While much work is being done to try to explain deep learning (using yet another deep learning system), even more effort has been put toward improving prediction accuracy, typically by increasing the size of the model along with computational requirements. For example, Google’s Tacotron 2 speech synthesizer uses about 13M parameters (up from 4M from its predecessor). Open AI’s latest GPT-3 language model has 175B parameters (up from 1.5B from 2019’s GPT-2). For all that, as impressive as GPT-3 is, it still falls flat on many simple queries. It is trained to predict text, given some text. It is not trained to “understand.” It doesn’t detect nonsense, and it doesn’t know how to say “I don’t know.” Is GPT-3’s model wrong? Yes. Is it useful? Maybe as a fun diversion, but I wouldn’t trust it in safety-critical situations.

Image credit: XKCD

The steady diffusion of deep learning models into everyday life, coupled with their lack of transparency, have led to concerns over their use in high stakes decisions [2], including healthcare.

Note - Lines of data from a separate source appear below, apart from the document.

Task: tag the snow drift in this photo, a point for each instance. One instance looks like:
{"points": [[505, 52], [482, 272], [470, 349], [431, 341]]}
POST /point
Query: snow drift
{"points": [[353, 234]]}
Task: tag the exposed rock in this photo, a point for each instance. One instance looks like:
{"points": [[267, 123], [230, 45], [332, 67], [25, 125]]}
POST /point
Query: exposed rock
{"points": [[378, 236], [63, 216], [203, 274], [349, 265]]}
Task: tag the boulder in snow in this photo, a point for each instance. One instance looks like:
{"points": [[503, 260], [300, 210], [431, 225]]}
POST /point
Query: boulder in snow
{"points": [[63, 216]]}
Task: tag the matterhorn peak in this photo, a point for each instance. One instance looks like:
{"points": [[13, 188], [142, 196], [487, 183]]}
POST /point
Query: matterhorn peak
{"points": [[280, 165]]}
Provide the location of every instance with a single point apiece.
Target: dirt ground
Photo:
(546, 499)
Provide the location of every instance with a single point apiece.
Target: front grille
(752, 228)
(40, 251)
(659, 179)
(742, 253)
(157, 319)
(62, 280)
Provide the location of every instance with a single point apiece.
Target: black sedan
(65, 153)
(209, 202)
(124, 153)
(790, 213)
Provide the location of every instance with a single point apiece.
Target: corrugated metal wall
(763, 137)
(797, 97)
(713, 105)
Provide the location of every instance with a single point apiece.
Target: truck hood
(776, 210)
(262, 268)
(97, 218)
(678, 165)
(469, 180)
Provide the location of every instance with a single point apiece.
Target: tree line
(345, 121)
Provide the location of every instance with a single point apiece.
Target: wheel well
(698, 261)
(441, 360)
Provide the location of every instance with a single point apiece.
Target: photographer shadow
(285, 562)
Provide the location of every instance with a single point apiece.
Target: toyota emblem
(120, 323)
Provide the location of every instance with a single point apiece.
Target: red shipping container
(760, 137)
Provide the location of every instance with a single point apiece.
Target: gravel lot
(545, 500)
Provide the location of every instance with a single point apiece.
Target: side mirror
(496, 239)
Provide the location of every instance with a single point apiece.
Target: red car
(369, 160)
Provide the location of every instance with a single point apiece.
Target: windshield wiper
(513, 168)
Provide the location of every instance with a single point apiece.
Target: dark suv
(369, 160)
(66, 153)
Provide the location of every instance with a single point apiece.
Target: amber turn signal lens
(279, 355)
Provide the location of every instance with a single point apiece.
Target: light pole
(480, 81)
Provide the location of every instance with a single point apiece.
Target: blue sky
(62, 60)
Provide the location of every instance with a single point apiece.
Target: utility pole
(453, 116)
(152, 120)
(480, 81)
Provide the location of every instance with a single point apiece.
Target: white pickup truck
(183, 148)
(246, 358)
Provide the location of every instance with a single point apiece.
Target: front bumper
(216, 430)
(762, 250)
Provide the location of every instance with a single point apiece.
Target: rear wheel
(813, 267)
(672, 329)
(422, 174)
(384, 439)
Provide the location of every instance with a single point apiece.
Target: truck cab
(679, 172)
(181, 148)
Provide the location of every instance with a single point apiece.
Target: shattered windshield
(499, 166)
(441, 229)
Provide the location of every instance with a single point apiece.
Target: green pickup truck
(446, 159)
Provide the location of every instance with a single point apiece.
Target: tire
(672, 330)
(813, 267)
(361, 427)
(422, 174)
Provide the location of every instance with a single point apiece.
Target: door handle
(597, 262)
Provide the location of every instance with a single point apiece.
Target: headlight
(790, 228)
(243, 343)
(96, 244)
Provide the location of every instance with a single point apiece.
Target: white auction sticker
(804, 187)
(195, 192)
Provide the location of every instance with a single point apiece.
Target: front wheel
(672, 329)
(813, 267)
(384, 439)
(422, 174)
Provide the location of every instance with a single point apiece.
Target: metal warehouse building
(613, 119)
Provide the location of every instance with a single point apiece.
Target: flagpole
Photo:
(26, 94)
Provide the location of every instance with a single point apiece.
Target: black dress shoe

We believe that AI can be accurate, precise, and interpretable all at the same time. Deep learning has been an incredible tool over the past decade and will continue to be important in the future. However, it is pretty clear that sheer data and brute force computing power, on their own, won’t produce satisfactory models, from the perspective of the scientific method. Even the authors of GPT-3 acknowledge this [3]:

“A more fundamental limitation of the general approach described in this paper – scaling up any LM-like model, whether autoregressive or bidirectional – is that it may eventually run into (or could already be running into) the limits of the pretraining objective.”

and,

“…scaling pure self-supervised prediction is likely to hit limits, and augmentation with a different approach is likely to be necessary.”

Insight isn’t only the goal, it seems to be a prerequisite. Biologically, the initial “insight” may be provided by the evolution-derived structure of the brain itself, which is pretty strongly conserved between people and even species.

The technology in Autofuse is founded upon a few key insights:

Human vision is the gold standard in medical image registration.
The human visual system is largely composed of well-understood, fixed-function parts that do not require any training.
Human anatomy is variable, but still subject to physically plausible deformations.

It is no surprise then that Autofuse exhibits:

A human-like ability to perform deformable registration of 3D medical images automatically, without training, no initial rigid registration or other input needed.
Interpretable decisions and actions, because it follows well-established rules and logic.

References

Box, G. E. P. (1976), “Science and statistics”, Journal of the American Statistical Association, 71 (356): 791–799, doi:10.1080/01621459.1976.10480949
Rudin C, “Stop explaining black box machine learning models for high stakes decisions and use interpretable models instead”, Nature Machine Intelligence, Vol 1, May 2019, 206-215. doi:10.1038/s42256-019-0048-x
Brown TB, et al, “Language Models are Few-Shot Learners”, arXiv:2005.14165.